Using leadership and management as synonyms is also why enterprises are increasingly pushing leadership further into the background – too much time is spent on processes and systems, on management, namely. When you realize the difference in definition – a manger works for himself, a leader empowers others to act – you will also quickly see the classic vicious circle this creates. If the leader had more time to invest in her employees, empowering them act independently, she would have more time to dedicate to management tasks.

To give you a clear and simple expression of leadership, you could say that a leader creates a professional homeland and a manager builds the house upon it. A leader’s responsibility is to support and guide employees where necessary, giving g them a sense of professional homeland. Thus, leading means having an awareness of your role model function and to use it positively. A leader radiating authentic passion for and dedication to his work, embodying his values and standards, activates the mirror neuron in his workers. An employee assumes the same positive attitude. The basis for his actions and deeds is the leader’s behavior. Thus, a leader’s inner stance is the decisive factor as well as an excellent motivating force. Another aspect of being a leader is the strength to question yourself, to advance yourself both educationally and personally, and to expect the same from your employees.
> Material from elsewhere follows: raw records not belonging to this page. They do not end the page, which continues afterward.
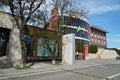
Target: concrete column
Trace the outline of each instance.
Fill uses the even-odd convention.
[[[75,34],[67,34],[62,36],[62,63],[75,63]]]
[[[85,59],[88,59],[88,55],[89,55],[89,48],[88,48],[88,45],[84,45],[84,56],[85,56]]]

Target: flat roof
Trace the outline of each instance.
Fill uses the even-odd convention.
[[[96,26],[96,25],[90,25],[90,27],[91,27],[91,28],[98,29],[98,30],[103,31],[103,32],[105,32],[105,33],[108,33],[108,31],[106,31],[105,29],[103,29],[103,28],[101,28],[101,27],[98,27],[98,26]]]

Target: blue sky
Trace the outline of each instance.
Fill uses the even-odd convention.
[[[94,25],[107,30],[108,48],[120,48],[120,0],[76,0],[89,13],[87,17]]]

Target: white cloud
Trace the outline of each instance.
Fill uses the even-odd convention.
[[[90,14],[102,14],[109,11],[117,11],[120,10],[120,5],[113,6],[100,6],[100,7],[90,7]]]
[[[89,10],[89,14],[102,14],[120,10],[119,0],[84,0],[82,6]]]

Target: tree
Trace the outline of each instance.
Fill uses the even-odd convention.
[[[24,66],[26,63],[26,48],[24,43],[25,27],[27,24],[41,25],[44,23],[45,11],[41,8],[44,2],[45,0],[0,0],[0,7],[7,7],[9,9],[20,31]]]

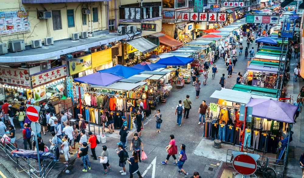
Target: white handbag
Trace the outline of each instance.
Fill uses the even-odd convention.
[[[106,164],[108,162],[108,157],[105,156],[103,159],[100,158],[100,163],[102,164]]]

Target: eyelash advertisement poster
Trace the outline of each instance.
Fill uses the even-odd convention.
[[[0,12],[0,37],[30,31],[28,11]]]

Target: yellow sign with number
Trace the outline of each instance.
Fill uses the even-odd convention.
[[[215,103],[210,103],[210,109],[215,111],[216,111],[217,109],[217,105]]]

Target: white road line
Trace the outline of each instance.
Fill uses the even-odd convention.
[[[38,116],[39,115],[37,113],[32,112],[29,112],[29,111],[26,112],[26,114],[28,115],[30,115],[31,116]]]
[[[142,176],[143,177],[145,176],[145,175],[146,175],[146,174],[148,172],[148,171],[150,169],[150,168],[151,168],[151,166],[152,166],[152,165],[153,165],[153,168],[152,168],[153,169],[152,170],[152,176],[151,177],[151,178],[155,178],[155,171],[156,166],[156,157],[157,156],[155,157],[155,158],[153,160],[153,161],[152,161],[152,162],[151,162],[150,165],[148,166],[148,167],[147,168],[146,170],[145,170],[145,171],[143,172],[143,173],[142,174],[141,176]]]

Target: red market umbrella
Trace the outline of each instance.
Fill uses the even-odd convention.
[[[221,32],[221,31],[217,30],[214,29],[209,29],[207,30],[205,30],[203,31],[204,31],[204,32],[206,33],[218,33]]]
[[[215,35],[214,34],[209,34],[208,35],[204,35],[202,37],[204,38],[214,38],[221,37],[222,35]]]

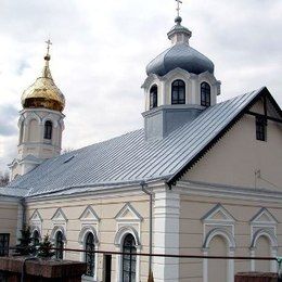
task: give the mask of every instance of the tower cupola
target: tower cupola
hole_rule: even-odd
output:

How do you recognize good leadership? If your employees look forward to going home at the end of workday, the leader has done her job well. If your employees can’t wait to get out of the building, the leader has done a very poor job indeed. If a leader does not succeed in shaping the workday in such a way that workers go home satisfied, frustration is a given. Then that is yet another leadership task. Workers must have a chance to switch over after work and use the rest of their positive energy for their family and friends instead of tuning out completely after an exhausting day at work, incapable of taking up any other activities.
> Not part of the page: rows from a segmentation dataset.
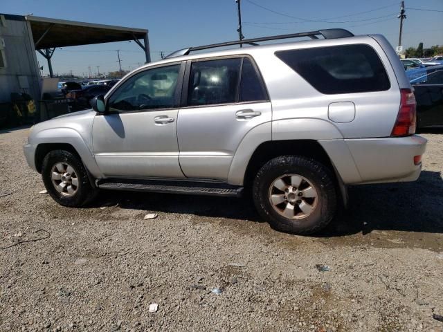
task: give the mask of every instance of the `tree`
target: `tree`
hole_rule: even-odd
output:
[[[415,48],[410,46],[406,48],[406,50],[404,51],[404,55],[406,57],[415,57],[416,53],[417,50]]]

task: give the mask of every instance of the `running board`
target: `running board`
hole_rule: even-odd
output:
[[[213,182],[158,180],[100,180],[100,189],[133,192],[182,194],[186,195],[224,196],[241,197],[242,187]]]

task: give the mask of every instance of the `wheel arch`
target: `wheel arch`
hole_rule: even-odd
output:
[[[260,144],[253,153],[244,173],[243,185],[245,187],[252,185],[254,177],[258,170],[270,160],[287,155],[301,156],[311,158],[322,163],[330,171],[338,194],[344,206],[347,205],[347,190],[341,177],[322,145],[315,140],[271,140]]]
[[[55,149],[65,149],[74,153],[80,158],[88,174],[91,175],[90,178],[102,177],[91,148],[76,130],[71,128],[42,130],[36,133],[32,140],[32,144],[37,145],[34,158],[37,172],[42,172],[42,163],[48,152]]]

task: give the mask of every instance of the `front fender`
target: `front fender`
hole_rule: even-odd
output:
[[[31,133],[28,143],[35,147],[40,144],[69,144],[75,149],[85,167],[94,178],[102,177],[92,152],[80,133],[75,129],[53,128],[44,129],[35,133]]]

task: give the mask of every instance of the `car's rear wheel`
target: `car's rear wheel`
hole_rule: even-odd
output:
[[[79,207],[97,194],[82,160],[65,150],[49,152],[43,160],[42,177],[48,193],[62,205]]]
[[[331,172],[302,156],[283,156],[266,163],[255,176],[253,197],[258,212],[273,228],[294,234],[319,231],[336,209]]]

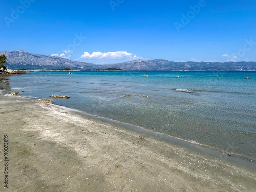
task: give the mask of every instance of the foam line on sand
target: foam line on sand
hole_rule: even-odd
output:
[[[1,148],[4,135],[8,138],[8,188],[0,183],[4,191],[256,188],[255,167],[248,170],[225,157],[190,150],[35,99],[1,95]],[[0,160],[4,179],[4,151]]]

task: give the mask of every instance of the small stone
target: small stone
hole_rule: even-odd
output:
[[[40,103],[52,103],[53,101],[49,99],[37,99],[37,102]]]
[[[69,97],[67,95],[50,95],[49,97],[54,98],[69,99]]]
[[[8,94],[10,95],[19,95],[19,92],[18,91],[9,91]]]

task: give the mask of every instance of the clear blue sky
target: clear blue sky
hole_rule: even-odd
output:
[[[3,0],[0,18],[1,51],[95,63],[256,61],[255,0]]]

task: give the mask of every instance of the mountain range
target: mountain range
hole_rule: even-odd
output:
[[[124,70],[256,71],[256,62],[174,62],[163,59],[140,59],[117,64],[99,65],[30,53],[23,50],[0,51],[0,55],[2,54],[7,57],[5,66],[12,69],[50,70],[69,68],[74,70],[95,70],[115,68]]]

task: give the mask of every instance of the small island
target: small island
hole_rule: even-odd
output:
[[[107,69],[96,69],[96,71],[120,71],[122,69],[120,68],[109,68]]]

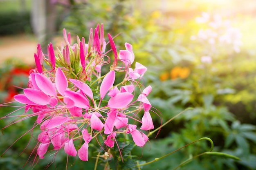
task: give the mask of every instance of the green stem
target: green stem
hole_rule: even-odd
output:
[[[194,143],[195,142],[196,142],[198,141],[200,141],[202,140],[207,140],[211,142],[211,150],[213,150],[213,142],[211,140],[211,139],[210,139],[210,138],[209,138],[208,137],[202,137],[202,138],[200,138],[200,139],[199,139],[198,140],[197,140],[196,141],[194,141],[193,142],[191,142],[190,144],[187,144],[185,145],[184,146],[183,146],[182,147],[180,148],[179,149],[177,149],[176,150],[174,150],[174,151],[173,151],[173,152],[171,152],[170,153],[169,153],[168,154],[166,154],[166,155],[165,155],[163,156],[162,157],[160,157],[159,158],[155,158],[155,159],[154,159],[152,161],[150,161],[150,162],[147,162],[147,163],[143,163],[143,164],[140,164],[140,165],[138,165],[136,167],[139,167],[139,166],[144,166],[144,165],[148,165],[148,164],[153,163],[153,162],[156,162],[156,161],[158,161],[159,159],[162,159],[165,158],[165,157],[167,157],[168,156],[169,156],[170,155],[172,154],[173,153],[177,151],[178,151],[180,150],[182,148],[184,148],[188,146],[189,145],[191,145],[192,144],[193,144],[193,143]],[[206,152],[204,152],[204,153],[205,153],[204,154],[206,153]],[[198,155],[200,156],[200,155]],[[196,157],[196,156],[195,156],[195,157]]]
[[[155,132],[156,132],[158,130],[159,130],[161,129],[165,125],[167,124],[168,123],[169,123],[172,120],[173,120],[174,119],[175,119],[175,118],[176,118],[178,116],[180,116],[180,115],[182,114],[183,113],[184,113],[186,111],[187,111],[187,110],[192,110],[192,109],[194,109],[194,108],[186,108],[186,109],[185,109],[183,111],[182,111],[182,112],[180,112],[177,115],[176,115],[175,116],[173,117],[173,118],[171,119],[170,120],[168,120],[167,121],[165,122],[164,124],[163,124],[162,125],[161,125],[160,126],[159,126],[158,128],[157,128],[156,129],[155,129],[155,130],[154,130],[153,131],[150,132],[149,133],[148,133],[148,137],[149,137],[150,136],[151,136],[153,133],[155,133]]]
[[[184,165],[184,164],[189,163],[189,161],[191,161],[193,159],[195,158],[196,158],[197,157],[198,157],[203,155],[216,155],[216,156],[220,156],[227,157],[228,158],[231,158],[233,159],[235,159],[235,160],[238,160],[238,161],[240,160],[240,159],[239,158],[238,158],[236,157],[235,157],[233,155],[231,155],[228,154],[226,153],[220,152],[205,152],[201,154],[198,155],[195,155],[194,157],[192,157],[192,158],[188,159],[186,160],[186,161],[184,161],[183,162],[180,164],[177,167],[175,168],[174,169],[173,169],[173,170],[175,170],[177,169],[178,168]]]
[[[197,155],[195,156],[194,157],[193,157],[192,158],[187,159],[187,160],[186,160],[186,161],[184,161],[183,162],[182,162],[182,163],[179,165],[178,166],[176,167],[176,168],[175,168],[174,169],[173,169],[173,170],[175,170],[177,169],[177,168],[180,167],[184,165],[184,164],[189,163],[189,162],[192,161],[193,159],[194,159],[195,158],[196,158],[197,157],[200,157],[200,156],[202,156],[205,154],[206,153],[206,152],[202,153],[198,155]]]

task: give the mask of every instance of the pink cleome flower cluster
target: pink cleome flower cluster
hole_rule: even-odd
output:
[[[41,130],[36,147],[40,158],[44,158],[51,144],[54,150],[64,148],[68,155],[78,155],[87,161],[92,139],[102,139],[105,145],[101,147],[108,151],[122,133],[130,134],[136,145],[144,146],[148,138],[137,125],[144,130],[154,128],[147,98],[151,87],[144,88],[139,83],[146,67],[136,62],[135,68],[131,68],[132,46],[125,43],[126,49],[118,54],[110,34],[109,42],[105,41],[103,24],[100,29],[99,24],[94,31],[91,29],[88,44],[83,37],[81,40],[77,37],[77,43],[72,44],[70,34],[65,29],[63,35],[65,42],[57,52],[52,44],[48,45],[47,58],[38,44],[34,55],[37,68],[31,71],[28,88],[24,94],[14,96],[16,101],[26,105],[26,112],[32,111],[28,117],[37,116],[34,127],[40,126]],[[111,49],[105,52],[109,43]],[[106,55],[111,50],[114,61],[109,72],[102,75],[101,67],[111,64]],[[121,82],[115,82],[117,72],[125,75]],[[136,91],[135,89],[139,89]],[[141,119],[138,113],[141,111]],[[76,140],[81,141],[79,146],[74,144]]]

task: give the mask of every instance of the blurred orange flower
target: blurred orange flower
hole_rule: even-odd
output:
[[[185,79],[190,74],[190,70],[187,67],[181,67],[178,66],[174,67],[171,71],[171,78],[175,79],[180,77]]]
[[[169,77],[169,72],[166,71],[160,75],[160,79],[161,81],[165,81],[168,79]]]

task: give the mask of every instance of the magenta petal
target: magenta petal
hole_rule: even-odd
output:
[[[129,68],[129,72],[128,72],[128,74],[132,79],[136,79],[138,78],[140,76],[139,74],[138,73],[134,72],[132,69],[131,68]]]
[[[148,86],[143,90],[142,91],[142,94],[147,96],[150,93],[152,90],[152,88],[151,86]]]
[[[74,102],[75,106],[81,108],[88,108],[89,99],[81,94],[73,91],[66,91],[65,94]]]
[[[83,42],[80,42],[80,61],[83,69],[84,70],[85,68],[85,55],[84,53],[84,49],[83,46]]]
[[[40,128],[42,130],[52,129],[71,120],[68,117],[56,116],[44,121],[40,126]]]
[[[104,98],[109,89],[113,86],[115,79],[115,74],[114,70],[108,72],[102,80],[99,89],[101,99]]]
[[[145,111],[141,119],[142,125],[140,129],[144,130],[148,130],[154,128],[153,121],[150,113],[148,111]]]
[[[136,62],[135,64],[135,69],[134,72],[138,73],[142,77],[144,73],[147,71],[148,68],[141,64]]]
[[[29,100],[36,104],[44,106],[50,103],[51,97],[41,91],[27,88],[23,90],[23,91]]]
[[[67,80],[63,71],[59,67],[56,71],[55,84],[58,93],[64,96],[64,91],[67,88]]]
[[[85,143],[81,146],[81,148],[78,150],[78,157],[83,161],[88,161],[88,148],[89,145],[88,144]]]
[[[76,156],[77,152],[76,150],[75,146],[74,145],[73,139],[70,139],[65,144],[64,146],[64,150],[65,152],[67,155],[71,155],[73,157]]]
[[[104,126],[104,124],[95,114],[91,117],[91,127],[92,129],[101,131]]]
[[[30,105],[37,105],[34,102],[29,100],[25,95],[19,94],[14,96],[14,99],[19,103]]]
[[[43,73],[43,70],[42,69],[42,66],[41,66],[41,64],[40,64],[39,58],[35,53],[34,55],[35,57],[35,62],[36,62],[36,65],[37,68],[37,70],[38,71],[39,73]]]
[[[74,106],[68,108],[70,114],[73,116],[81,117],[83,116],[83,108]]]
[[[132,53],[128,50],[121,50],[119,52],[118,55],[119,58],[124,63],[126,66],[128,66],[132,63],[132,61],[133,62],[134,58],[132,60]]]
[[[107,137],[107,139],[104,141],[105,144],[108,147],[113,148],[115,145],[115,138],[116,137],[116,133],[114,132],[110,134]]]
[[[86,144],[89,144],[92,139],[92,137],[90,135],[86,129],[84,129],[82,130],[82,135],[83,135],[83,138]]]
[[[117,111],[111,112],[104,125],[104,133],[105,134],[110,134],[113,132],[114,129],[114,122],[117,117]]]
[[[142,147],[145,145],[146,142],[144,140],[144,138],[142,136],[142,135],[141,133],[139,130],[137,129],[135,129],[132,132],[131,132],[132,135],[132,139],[135,144],[136,144],[138,146]]]
[[[123,86],[121,87],[120,91],[121,93],[128,92],[132,93],[134,91],[134,86],[133,85],[126,85]]]
[[[100,54],[101,53],[101,43],[99,40],[99,29],[94,29],[94,38],[93,40],[94,45],[96,46],[96,48],[97,49],[97,51],[98,53]]]
[[[151,104],[150,104],[150,102],[148,101],[148,99],[147,97],[146,97],[145,95],[142,94],[141,94],[139,95],[137,100],[151,105]]]
[[[49,143],[46,144],[40,144],[37,148],[36,152],[39,156],[39,158],[42,159],[45,157],[45,154],[47,152],[48,147],[50,144]]]
[[[49,51],[49,54],[48,53],[48,56],[49,55],[49,59],[50,59],[51,63],[52,65],[52,68],[54,69],[56,66],[55,55],[54,54],[54,51],[53,49],[53,46],[52,46],[52,44],[51,42],[50,43],[49,46],[48,45],[48,48]]]
[[[114,88],[111,89],[109,91],[109,92],[108,94],[108,95],[109,97],[114,97],[117,93],[119,93],[119,91],[118,88],[115,86]]]
[[[58,104],[58,99],[55,97],[52,97],[50,99],[50,106],[54,107]]]
[[[62,139],[65,137],[65,134],[64,131],[59,130],[52,137],[51,142],[53,145],[53,149],[54,150],[58,150],[63,146],[63,144],[62,141]]]
[[[39,61],[40,62],[40,64],[41,65],[43,65],[43,58],[44,57],[44,55],[43,53],[43,51],[42,51],[42,49],[41,48],[41,46],[39,43],[37,44],[37,56],[39,59]]]
[[[37,139],[39,142],[43,144],[48,143],[50,141],[49,136],[48,135],[46,132],[44,131],[42,131],[42,132],[38,135]]]
[[[45,93],[51,96],[56,97],[56,91],[51,80],[44,75],[36,73],[35,79],[38,87]]]
[[[117,116],[115,121],[114,123],[114,125],[117,129],[122,128],[126,126],[128,123],[128,118],[126,117],[122,117],[120,116]]]
[[[93,97],[93,94],[91,88],[86,84],[76,79],[69,79],[69,80],[71,82],[78,88],[81,90],[84,93],[87,95],[90,99]]]
[[[126,107],[132,102],[133,95],[128,92],[117,94],[108,101],[108,106],[113,108],[122,108]]]
[[[109,39],[109,44],[110,44],[110,46],[111,47],[111,49],[113,51],[113,53],[114,53],[115,58],[117,59],[117,48],[116,47],[116,45],[115,44],[115,42],[114,42],[112,37],[111,37],[111,35],[109,33],[108,33],[108,39]]]
[[[131,64],[134,61],[135,58],[134,54],[133,53],[133,51],[132,51],[132,46],[127,42],[126,42],[124,43],[124,46],[125,46],[125,48],[126,49],[126,50],[130,51],[132,54],[132,57],[130,59]]]
[[[32,82],[32,84],[33,85],[33,87],[34,88],[35,88],[37,90],[40,90],[39,87],[37,86],[36,84],[36,79],[35,79],[35,75],[36,74],[34,73],[31,73],[30,74],[30,76],[31,76],[31,81]]]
Just as casually as the term leadership passes over our lips, as multi-layered it is in truth. Not everything spoken easily is easily applied. Leadership is not simply leadership, and it is certainly not management. A leader creates an atmosphere of well-being in dialogue – not a monologue of information transferal – with employees during the workday. She succeeds in motivating co-workers, inspiring co-workers while pressing forward as an imitable example. With this responsibility in mind, it is highly important to develop good leaders who keep frustration and failure in companies at an absolute minimum. Then, only successful leadership can grant your enterprise engaged and productive employees.